Source evaluation. Assessing the reliability and credibility of an intelligence source is a meta-analytical task that depends on the analyst's experience with that source over time. A model cannot evaluate whether a source that has been accurate for two years has recently become unreliable due to a compromise or a change in methodology.

These limitations are not temporary gaps that better models will close. They are structural consequences of what classification is and what analysis is. Classification maps text to categories. Analysis synthesizes information, applies judgment, and produces assessments that go beyond what any individual input contains. The former is automatable. The latter is not.

LLMs are effective at the mechanical layer of threat intelligence triage: reading reports, extracting described behaviors, and mapping those behaviors to structured taxonomies like ATT&CK. They reduce the volume problem enough that analysts can spend their time on analysis rather than sorting. They do not perform analysis. The pipeline architecture that works in practice is two-stage classification (embedding filter, then generative refinement), with mandatory human review, a validation layer that catches hallucinations, and a feedback loop that improves the system over time using analyst corrections. Build for recall over precision, surface uncertainty rather than suppress it, and never let model output enter a production database without analyst approval.

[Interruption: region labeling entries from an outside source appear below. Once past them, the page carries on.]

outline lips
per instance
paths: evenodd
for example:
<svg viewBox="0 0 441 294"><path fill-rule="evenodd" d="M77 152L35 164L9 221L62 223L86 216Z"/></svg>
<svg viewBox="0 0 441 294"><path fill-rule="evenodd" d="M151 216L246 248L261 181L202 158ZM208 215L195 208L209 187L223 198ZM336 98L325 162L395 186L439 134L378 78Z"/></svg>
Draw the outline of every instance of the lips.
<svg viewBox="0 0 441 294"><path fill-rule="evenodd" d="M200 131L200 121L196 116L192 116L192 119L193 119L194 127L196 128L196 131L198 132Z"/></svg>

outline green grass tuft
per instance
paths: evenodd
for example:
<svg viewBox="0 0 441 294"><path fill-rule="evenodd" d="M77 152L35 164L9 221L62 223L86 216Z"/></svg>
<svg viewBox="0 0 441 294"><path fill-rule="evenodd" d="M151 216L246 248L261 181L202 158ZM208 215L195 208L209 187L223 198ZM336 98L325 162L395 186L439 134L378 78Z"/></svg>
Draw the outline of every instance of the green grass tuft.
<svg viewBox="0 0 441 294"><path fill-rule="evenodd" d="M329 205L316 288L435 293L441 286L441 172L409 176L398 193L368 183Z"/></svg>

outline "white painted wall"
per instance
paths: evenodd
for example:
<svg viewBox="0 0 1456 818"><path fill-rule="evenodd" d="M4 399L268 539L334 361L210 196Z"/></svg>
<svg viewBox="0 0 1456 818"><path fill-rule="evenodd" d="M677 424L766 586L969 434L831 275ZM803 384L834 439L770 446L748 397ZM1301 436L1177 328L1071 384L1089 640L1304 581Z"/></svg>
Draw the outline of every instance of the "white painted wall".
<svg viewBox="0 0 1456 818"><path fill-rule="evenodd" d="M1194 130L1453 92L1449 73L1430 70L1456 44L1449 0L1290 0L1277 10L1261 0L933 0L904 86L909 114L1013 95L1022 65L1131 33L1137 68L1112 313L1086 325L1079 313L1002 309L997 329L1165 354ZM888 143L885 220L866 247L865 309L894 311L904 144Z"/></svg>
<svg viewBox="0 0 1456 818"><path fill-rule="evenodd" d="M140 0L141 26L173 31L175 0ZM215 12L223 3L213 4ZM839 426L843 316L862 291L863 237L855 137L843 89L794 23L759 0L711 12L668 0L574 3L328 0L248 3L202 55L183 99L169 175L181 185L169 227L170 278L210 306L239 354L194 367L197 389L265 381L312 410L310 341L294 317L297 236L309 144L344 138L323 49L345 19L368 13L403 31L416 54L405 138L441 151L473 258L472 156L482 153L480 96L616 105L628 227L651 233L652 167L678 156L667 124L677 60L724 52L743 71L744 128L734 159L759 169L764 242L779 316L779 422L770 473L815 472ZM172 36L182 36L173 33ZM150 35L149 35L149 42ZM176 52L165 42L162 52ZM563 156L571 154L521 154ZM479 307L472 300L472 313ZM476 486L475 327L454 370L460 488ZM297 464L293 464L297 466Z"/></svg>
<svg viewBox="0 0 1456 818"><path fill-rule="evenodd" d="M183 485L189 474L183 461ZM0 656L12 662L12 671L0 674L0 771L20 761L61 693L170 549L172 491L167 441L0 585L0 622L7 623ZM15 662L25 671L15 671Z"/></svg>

Getting Started: A Minimal Viable Pipeline

If you are building this for the first time, start simple. Do not build the full two-stage architecture on day one. Build the minimal version that delivers value, validate it against your analysts' manual classifications, and expand incrementally.

The minimal pipeline has four components: an ingestion script that pulls reports from your primary feed and extracts plain text, an embedding model that scores each report against the ATT&CK technique descriptions, a threshold filter that selects techniques above a cosine similarity of 0.70, and a simple web interface that presents the report alongside its candidate techniques for analyst review.

That is enough to start measuring. Track acceptance rate, track the techniques the model misses that analysts add, track the false positives analysts remove. Those metrics tell you whether the system is useful and where it needs improvement. After two weeks of corrections, you have enough data to add a generative refinement step with few-shot examples drawn from your own corrected classifications.

Do not optimize for the perfect system. Optimize for a system that saves your analysts time today and gets measurably better next month. The volume problem is not going away. The question is whether your team spends its capacity on sorting or on analysis. Even a mediocre automated triage system shifts that balance in the right direction, and a mediocre system with a feedback loop becomes a good system faster than you expect.

Fig. 04 -- Minimum viable pipeline components

Start with the minimum that delivers value: ingest, embed, threshold, review. Measure for two weeks. Then add generative refinement using your own corrections as few-shot examples. The feedback loop is what turns a mediocre MVP into a reliable system.

The threat intelligence volume problem is real, it is getting worse, and it is not going to be solved by hiring more analysts. Language models offer a practical path to automating the classification layer -- the mechanical work of reading, extracting, and mapping -- so that human analysts can focus on the judgment layer: relevance, novelty, strategic significance, and defensive action. That division of labor is the right one. The model reads. The analyst thinks. Neither is sufficient alone. Together, they handle a workload that neither could manage independently.